Très jeune, ma mère m’a laissé servir les clients, en sa présence d’abord, puis seule alors qu’elle restait à deux pas, à la cuisine, en cas de besoin. J’ai peu à peu grandi et est venu le moment où elle m’a demandé de « garder le magasin », le temps qu’elle aille au jardin, puis faire une course. Et un jour, un après-midi complet à l’heure des achats de Noël. Oh, je n’ai pas été débordée par les clients, l’essentiel du temps consistait à les attendre. Mais je devais être là, en continu, être celle sur qui on peut compter.

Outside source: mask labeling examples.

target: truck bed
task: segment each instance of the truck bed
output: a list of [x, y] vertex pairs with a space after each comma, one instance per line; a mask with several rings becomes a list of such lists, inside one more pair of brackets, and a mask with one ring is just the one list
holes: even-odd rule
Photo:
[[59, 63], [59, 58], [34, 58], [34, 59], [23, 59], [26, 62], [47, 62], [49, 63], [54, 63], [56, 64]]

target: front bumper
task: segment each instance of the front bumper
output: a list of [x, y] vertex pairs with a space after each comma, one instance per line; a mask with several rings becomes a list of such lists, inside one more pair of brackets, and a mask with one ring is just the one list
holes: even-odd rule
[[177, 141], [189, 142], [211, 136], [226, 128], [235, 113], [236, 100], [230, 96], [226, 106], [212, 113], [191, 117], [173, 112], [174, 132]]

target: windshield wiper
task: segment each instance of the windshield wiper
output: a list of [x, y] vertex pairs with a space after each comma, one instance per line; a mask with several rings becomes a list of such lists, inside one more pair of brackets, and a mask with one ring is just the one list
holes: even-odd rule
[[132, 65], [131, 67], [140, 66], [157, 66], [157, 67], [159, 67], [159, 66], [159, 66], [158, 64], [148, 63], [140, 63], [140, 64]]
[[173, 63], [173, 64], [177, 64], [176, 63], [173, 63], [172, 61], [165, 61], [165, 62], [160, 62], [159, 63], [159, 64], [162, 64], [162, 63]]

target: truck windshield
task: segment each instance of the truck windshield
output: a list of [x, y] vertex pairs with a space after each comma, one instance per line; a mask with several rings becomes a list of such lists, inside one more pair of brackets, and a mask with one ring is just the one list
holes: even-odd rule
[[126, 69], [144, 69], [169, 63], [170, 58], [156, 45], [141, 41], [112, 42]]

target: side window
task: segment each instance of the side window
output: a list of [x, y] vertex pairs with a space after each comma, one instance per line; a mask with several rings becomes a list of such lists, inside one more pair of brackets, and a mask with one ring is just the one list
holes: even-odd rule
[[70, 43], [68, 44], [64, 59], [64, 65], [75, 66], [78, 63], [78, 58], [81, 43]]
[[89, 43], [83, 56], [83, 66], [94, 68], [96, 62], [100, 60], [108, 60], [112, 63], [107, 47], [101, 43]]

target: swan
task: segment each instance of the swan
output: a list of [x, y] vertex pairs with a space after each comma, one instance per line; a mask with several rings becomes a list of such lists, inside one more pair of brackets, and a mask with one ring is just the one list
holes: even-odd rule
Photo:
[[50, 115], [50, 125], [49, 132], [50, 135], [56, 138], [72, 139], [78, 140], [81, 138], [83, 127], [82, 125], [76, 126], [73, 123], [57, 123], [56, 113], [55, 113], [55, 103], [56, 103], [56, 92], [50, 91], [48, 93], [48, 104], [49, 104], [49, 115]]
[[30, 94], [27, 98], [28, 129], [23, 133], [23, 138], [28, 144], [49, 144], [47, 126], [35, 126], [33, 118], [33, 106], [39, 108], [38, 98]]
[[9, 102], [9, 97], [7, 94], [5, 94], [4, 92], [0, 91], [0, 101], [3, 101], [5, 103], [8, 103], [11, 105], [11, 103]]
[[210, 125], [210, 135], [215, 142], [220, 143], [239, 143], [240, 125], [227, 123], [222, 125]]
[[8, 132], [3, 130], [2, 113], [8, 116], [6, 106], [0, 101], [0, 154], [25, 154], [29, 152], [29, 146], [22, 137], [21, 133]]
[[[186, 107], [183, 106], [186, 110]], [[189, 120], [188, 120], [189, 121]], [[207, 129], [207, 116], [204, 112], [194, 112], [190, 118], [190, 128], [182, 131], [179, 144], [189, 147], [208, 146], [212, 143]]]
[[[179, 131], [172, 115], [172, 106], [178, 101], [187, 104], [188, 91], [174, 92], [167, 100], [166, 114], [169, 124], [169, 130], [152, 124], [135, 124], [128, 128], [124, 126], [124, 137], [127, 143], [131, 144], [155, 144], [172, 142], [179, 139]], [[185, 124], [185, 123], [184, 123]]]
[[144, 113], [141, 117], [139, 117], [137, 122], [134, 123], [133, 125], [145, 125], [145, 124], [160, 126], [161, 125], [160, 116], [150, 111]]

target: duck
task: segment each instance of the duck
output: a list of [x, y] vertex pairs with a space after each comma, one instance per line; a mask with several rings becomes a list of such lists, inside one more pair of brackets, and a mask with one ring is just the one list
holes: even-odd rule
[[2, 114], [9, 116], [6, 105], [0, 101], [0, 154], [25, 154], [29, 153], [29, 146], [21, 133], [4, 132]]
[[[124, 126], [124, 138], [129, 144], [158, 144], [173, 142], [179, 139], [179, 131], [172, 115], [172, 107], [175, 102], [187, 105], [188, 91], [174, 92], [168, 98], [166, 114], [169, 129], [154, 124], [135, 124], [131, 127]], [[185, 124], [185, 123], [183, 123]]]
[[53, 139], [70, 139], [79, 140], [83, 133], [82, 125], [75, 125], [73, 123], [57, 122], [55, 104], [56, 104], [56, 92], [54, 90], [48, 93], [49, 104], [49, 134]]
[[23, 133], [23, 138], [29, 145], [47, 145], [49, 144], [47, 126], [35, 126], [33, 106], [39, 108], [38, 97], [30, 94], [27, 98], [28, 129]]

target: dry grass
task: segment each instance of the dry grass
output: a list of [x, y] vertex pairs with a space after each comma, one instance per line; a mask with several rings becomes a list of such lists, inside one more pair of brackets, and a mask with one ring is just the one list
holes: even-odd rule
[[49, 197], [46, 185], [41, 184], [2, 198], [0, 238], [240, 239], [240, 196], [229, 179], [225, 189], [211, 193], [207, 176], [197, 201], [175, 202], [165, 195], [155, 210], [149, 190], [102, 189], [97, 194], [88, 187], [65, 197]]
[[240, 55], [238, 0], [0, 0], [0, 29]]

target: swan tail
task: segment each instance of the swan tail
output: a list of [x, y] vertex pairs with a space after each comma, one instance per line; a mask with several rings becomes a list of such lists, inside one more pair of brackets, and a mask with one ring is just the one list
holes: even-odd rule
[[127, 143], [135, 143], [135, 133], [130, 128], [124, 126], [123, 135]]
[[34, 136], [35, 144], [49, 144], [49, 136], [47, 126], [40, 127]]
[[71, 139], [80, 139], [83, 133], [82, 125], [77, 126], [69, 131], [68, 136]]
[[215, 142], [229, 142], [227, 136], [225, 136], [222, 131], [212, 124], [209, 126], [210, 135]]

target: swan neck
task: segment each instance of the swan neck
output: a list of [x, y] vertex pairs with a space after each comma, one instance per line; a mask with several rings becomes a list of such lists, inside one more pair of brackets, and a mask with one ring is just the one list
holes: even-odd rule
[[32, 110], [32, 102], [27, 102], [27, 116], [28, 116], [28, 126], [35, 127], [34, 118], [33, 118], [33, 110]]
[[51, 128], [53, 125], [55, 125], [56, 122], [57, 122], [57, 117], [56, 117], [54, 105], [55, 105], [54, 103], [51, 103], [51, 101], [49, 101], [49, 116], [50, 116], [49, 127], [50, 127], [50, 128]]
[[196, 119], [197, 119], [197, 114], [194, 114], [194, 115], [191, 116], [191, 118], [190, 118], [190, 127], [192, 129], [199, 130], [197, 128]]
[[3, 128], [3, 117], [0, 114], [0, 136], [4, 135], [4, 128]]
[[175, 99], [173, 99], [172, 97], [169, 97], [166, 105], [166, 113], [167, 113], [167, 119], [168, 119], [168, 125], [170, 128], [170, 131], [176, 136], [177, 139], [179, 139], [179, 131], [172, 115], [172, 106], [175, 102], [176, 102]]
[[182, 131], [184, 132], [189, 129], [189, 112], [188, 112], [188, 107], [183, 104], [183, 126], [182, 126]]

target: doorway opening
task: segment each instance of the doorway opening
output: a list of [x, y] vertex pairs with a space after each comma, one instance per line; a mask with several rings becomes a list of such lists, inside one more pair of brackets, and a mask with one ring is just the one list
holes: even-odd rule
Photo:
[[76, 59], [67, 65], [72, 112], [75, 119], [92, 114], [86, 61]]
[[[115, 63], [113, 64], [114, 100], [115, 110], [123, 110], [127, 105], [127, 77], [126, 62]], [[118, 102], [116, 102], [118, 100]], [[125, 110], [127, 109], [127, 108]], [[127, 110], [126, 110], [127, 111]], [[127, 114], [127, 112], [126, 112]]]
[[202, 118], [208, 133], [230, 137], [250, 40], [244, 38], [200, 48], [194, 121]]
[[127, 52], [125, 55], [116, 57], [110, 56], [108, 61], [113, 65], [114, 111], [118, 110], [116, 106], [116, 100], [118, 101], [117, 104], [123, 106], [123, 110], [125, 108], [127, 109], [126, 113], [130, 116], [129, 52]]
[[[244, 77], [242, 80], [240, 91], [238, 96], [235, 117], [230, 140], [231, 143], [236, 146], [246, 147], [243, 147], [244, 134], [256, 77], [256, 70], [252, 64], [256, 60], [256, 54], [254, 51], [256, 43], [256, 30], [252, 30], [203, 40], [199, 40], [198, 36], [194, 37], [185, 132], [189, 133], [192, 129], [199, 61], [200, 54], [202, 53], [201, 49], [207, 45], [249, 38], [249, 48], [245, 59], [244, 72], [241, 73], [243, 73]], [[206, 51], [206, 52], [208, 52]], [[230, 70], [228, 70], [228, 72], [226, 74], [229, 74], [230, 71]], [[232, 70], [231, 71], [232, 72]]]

Je ne le voyais pas à l’époque, pourtant c’était un bel apprentissage de la prise de responsabilité, de celles qui font se sentir utile, de celles qui permettent d’apprendre à faire et d’apprendre à être avec les autres, pour les autres. Lorsque je suis devenue enseignante, cheffe de chœur, inspectrice, j’ai essayé d’être là, en continu, mais aussi de proposer aux autres de faire de même, dans des projets communs où chacun avait sa place à trouver et à tenir. Aujourd’hui, parce que faire une recherche est également une aventure collective, cela se poursuit : les projets communs seront pour moi réussis si tout le monde arrive au bout et y apprend à faire, à être.

Quand le pli est pris..

En naissant dans une maison où je voyais mes parents toujours en mouvement, où les bruits du travail montaient très tôt jusqu’à ma chambre et se taisaient très tard, le repos et la paresse n’avaient pas bonne presse. Être tombée dans un tel chaudron fait que j’ai toujours eu plus de mal à arrêter de travailler que de m’y mettre. Je dirais que ne pas avoir à dépenser une énergie folle à la mise en route et être capable de travailler beaucoup sans en ressentir de fatigue sont de gros avantages. Mais que l’on hérite du risque de l’épuisement et des mauvaises habitudes de puiser dans le temps de sommeil. Je n’ai pas toujours su les éviter, tant mes métiers successifs avaient les caractéristiques d’être prenants, pour qui s’y laissait prendre.

Cette thèse est alors aussi pour moi l’occasion d’expérimenter un équilibre nouveau, entre le travail qui coute peu, et même moins que jamais tant le moteur d’apprendre engendre du plaisir, et la nécessité de sentir et mesurer mon effort, pour tenir sur la durée.